As Marx once stated, “The philosophers have interpreted the world in various ways; the point, however, is to change it.” Human liberation can only be won by the struggle of the working people themselves. Marxism, scientific socialism, emerges from the combination of working class struggle with revolutionary working class ideology.
Marxism is a revolutionary theory. Without it, protests against capitalist exploitation and oppression are limited to demands for reforms, to efforts to alleviate symptoms, without curing the disease.
From the time of its publication until the present day, the revolutionary principles set forth in the Communist Manifesto have faced endless attack from defenders of capitalism. The main challenge has taken the form of the many types of reformism, some claiming to be socialist. These efforts have sought to provide solutions to the oppression of working people without addressing the need to take political power and end private ownership of the means of production and private appropriation of the wealth created by labor.
In Critique of the Gotha Program, The Poverty of Philosophy. and in letters to other progressive thinkers, Marx and Engels argued against reformist attempts to subvert the revolutionary essence of scientific socialism. With their vast wealth and control over the mass media and other ideological institutions, the capitalists have extraordinary power to persuade and bribe sections of the working people into accepting continued class subjugation.

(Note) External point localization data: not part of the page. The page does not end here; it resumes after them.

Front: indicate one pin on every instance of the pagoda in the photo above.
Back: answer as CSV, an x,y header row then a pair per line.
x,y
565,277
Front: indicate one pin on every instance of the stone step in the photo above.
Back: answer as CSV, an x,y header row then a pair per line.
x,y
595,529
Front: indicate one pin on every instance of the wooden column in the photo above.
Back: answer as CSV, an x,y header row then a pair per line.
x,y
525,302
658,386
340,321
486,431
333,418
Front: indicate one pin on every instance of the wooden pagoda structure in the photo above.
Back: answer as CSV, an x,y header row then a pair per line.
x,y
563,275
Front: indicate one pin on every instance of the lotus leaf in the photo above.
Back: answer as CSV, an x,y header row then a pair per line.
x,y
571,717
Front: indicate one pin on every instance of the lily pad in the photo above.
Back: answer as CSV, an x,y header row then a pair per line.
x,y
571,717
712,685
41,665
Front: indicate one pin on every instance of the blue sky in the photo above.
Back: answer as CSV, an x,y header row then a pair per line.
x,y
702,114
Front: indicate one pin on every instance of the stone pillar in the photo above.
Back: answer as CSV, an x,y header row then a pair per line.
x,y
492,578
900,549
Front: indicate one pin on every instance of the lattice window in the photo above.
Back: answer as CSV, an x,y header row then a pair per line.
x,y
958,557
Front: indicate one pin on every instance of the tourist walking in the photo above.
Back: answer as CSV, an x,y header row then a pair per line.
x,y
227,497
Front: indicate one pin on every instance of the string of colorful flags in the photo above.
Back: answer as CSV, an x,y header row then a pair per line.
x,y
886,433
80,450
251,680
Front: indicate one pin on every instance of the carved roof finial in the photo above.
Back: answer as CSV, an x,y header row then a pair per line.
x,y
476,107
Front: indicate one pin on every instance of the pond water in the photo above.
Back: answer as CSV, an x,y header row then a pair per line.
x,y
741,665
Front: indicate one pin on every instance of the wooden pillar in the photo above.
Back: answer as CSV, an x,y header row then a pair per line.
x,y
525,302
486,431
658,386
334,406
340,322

And, if these measures fail, their control over the government allows them to resort to every means of coercion, which they have not hesitated to deploy against strikes, demonstrations, and other forms of collective protest throughout history regardless of the degree of formal democracy. Examples include arrests, violence, and murders of union organizers and civil rights activists, shooting students at Kent and Jackson State Universities in 1970, mass deportations of Latino immigrants, and gunning down unarmed African Americans by racist police. Behind the facade of even the most democratic institutions under capitalism lies what Marx and Engels called “the dictatorship of the bourgeoisie.”
Flowing from the revolutionary principles and outlook that Marx and Engels first set forth, progressive struggles and Marxist ideas for human liberation generally were greatly enriched and inspired by the subsequent development of the working class, democratic, revolutionary, and communist movements of the 20th century. (IPA Service)
This is the abridged version of the writer’s piece in People’s World.